Once the OutputLayer
has been obtained, the prediction can be done following this procedure:
output = esn(Generative(predict_len), output_layer)
3×1250 Matrix{Float64}:
4.22376 3.83589 3.55846 3.38306 … -1.03036 -1.41823 -1.75763
1.98878 2.18157 2.43625 2.73974 -3.12407 -3.21149 -3.38362
25.6609 24.4894 23.394 22.359 22.2517 21.1782 20.1691
both the training method and the output layer are needed in this call. The number of steps for the prediction must be specified in the Generative
method. The output results are given in a matrix.
While the states are saved in the ESN
struct for the training, for the prediction they are not saved by default. To inspect the states, it is necessary to pass the boolean keyword argument save_states
to the prediction call, in this example using esn(... ; save_states=true)
. This returns a tuple (output, states)
where size(states) = res_size, prediction_len
To inspect the results, they can easily be plotted using an external library. In this case, Plots
is adopted:
using Plots, Plots.PlotMeasures
ts = 0.0:0.02:200.0
lorenz_maxlyap = 0.9056
predict_ts = ts[(shift + train_len + 1):(shift + train_len + predict_len)]
lyap_time = (predict_ts .- predict_ts[1]) * (1 / lorenz_maxlyap)
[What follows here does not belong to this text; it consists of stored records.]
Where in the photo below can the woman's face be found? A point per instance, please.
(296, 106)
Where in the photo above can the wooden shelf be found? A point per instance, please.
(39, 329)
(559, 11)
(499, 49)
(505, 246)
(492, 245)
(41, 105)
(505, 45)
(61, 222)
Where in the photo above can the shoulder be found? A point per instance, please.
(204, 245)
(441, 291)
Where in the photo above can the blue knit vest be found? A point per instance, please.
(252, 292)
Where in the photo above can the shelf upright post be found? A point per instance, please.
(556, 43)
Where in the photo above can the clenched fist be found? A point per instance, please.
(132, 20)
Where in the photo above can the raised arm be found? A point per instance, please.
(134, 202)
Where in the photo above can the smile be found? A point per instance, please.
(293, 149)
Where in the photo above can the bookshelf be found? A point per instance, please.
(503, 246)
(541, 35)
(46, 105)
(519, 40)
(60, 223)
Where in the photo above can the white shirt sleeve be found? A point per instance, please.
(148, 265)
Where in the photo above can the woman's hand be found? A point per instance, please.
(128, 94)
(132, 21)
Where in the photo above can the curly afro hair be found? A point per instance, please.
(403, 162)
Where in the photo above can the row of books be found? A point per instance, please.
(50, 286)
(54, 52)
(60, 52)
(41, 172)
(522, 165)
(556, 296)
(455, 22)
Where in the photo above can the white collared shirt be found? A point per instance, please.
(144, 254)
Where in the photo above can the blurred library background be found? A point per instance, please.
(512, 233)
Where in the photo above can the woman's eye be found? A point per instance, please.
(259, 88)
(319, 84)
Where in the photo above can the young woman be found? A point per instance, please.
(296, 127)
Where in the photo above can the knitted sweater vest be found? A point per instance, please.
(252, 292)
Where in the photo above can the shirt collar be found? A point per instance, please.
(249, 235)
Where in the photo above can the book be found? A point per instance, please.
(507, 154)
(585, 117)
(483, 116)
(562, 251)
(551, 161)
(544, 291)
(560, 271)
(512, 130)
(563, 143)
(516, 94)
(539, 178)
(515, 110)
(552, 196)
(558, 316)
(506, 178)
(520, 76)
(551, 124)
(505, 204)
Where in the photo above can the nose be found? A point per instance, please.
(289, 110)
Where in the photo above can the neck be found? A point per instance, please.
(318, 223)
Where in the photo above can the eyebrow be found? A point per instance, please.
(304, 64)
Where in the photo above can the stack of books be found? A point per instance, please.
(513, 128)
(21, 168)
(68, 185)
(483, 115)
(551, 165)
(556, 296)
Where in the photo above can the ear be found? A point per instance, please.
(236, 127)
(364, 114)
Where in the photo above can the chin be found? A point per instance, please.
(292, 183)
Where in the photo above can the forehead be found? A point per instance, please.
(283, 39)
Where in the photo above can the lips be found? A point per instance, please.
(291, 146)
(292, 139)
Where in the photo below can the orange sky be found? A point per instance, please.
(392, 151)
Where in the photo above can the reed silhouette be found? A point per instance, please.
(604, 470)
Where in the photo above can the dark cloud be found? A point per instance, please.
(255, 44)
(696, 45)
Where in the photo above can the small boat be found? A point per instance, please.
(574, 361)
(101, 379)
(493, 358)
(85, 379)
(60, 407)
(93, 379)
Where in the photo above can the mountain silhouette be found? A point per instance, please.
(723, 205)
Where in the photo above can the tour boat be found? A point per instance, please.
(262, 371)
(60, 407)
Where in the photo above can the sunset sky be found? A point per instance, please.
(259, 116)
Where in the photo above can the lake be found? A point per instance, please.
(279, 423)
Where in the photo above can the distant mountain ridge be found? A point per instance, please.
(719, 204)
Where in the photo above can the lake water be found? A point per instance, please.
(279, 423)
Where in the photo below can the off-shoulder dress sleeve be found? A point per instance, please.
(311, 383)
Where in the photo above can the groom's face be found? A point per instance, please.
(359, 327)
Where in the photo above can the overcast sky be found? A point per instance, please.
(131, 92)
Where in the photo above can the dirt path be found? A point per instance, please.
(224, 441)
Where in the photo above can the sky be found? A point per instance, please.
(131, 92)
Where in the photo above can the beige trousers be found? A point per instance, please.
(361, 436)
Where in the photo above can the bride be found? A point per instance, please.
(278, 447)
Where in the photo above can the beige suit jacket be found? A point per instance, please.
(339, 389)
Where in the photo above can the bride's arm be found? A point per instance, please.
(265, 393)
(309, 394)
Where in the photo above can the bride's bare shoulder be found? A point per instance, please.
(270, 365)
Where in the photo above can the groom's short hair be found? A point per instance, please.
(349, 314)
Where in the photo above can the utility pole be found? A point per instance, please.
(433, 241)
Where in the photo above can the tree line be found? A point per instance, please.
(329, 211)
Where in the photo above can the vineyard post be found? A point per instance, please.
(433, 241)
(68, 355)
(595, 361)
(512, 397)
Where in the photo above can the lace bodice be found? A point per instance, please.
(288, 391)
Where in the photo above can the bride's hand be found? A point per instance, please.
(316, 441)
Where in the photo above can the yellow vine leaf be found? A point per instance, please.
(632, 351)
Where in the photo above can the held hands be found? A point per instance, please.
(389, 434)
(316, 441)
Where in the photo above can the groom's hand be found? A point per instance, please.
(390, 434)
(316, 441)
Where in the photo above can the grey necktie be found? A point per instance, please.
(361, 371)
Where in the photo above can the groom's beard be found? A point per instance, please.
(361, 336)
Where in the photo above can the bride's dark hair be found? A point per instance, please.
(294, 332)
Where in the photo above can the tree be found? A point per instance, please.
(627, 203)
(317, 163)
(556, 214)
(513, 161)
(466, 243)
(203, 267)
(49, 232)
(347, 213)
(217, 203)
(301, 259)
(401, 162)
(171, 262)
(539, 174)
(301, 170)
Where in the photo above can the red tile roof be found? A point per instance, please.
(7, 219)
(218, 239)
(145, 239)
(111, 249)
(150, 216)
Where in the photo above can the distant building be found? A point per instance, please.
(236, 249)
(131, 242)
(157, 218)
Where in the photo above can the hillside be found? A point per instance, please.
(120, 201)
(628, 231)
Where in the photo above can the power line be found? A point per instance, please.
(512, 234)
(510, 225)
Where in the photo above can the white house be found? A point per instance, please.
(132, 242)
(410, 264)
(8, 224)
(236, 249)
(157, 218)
p1 = plot(lyap_time, [test_data[1, :] output[1, :]]; label=["actual" "predicted"],
ylabel="x(t)", linewidth=2.5, xticks=false, yticks=-15:15:15);
p2 = plot(lyap_time, [test_data[2, :] output[2, :]]; label=["actual" "predicted"],
ylabel="y(t)", linewidth=2.5, xticks=false, yticks=-20:20:20);
p3 = plot(lyap_time, [test_data[3, :] output[3, :]]; label=["actual" "predicted"],
ylabel="z(t)", linewidth=2.5, xlabel="max(λ)*t", yticks=10:15:40);
plot(p1, p2, p3; plot_title="Lorenz System Coordinates",
layout=(3, 1), xtickfontsize=12, ytickfontsize=12, xguidefontsize=15,
yguidefontsize=15,
legendfontsize=12, titlefontsize=20)
References
- Lu, Z.; Pathak, J.; Hunt, B.; Girvan, M.; Brockett, R. and Ott, E. (2017). Reservoir observers: Model-free inference of unmeasured variables in chaotic systems. Chaos: An Interdisciplinary Journal of Nonlinear Science 27.
- Lukoševičius, M. (2012). A Practical Guide to Applying Echo State Networks. In: Neural Networks: Tricks of the Trade (Springer Berlin Heidelberg); pp. 659–686.
- Pathak, J.; Lu, Z.; Hunt, B. R.; Girvan, M. and Ott, E. (2017). Using machine learning to replicate chaotic attractors and calculate Lyapunov exponents from data. Chaos: An Interdisciplinary Journal of Nonlinear Science 27.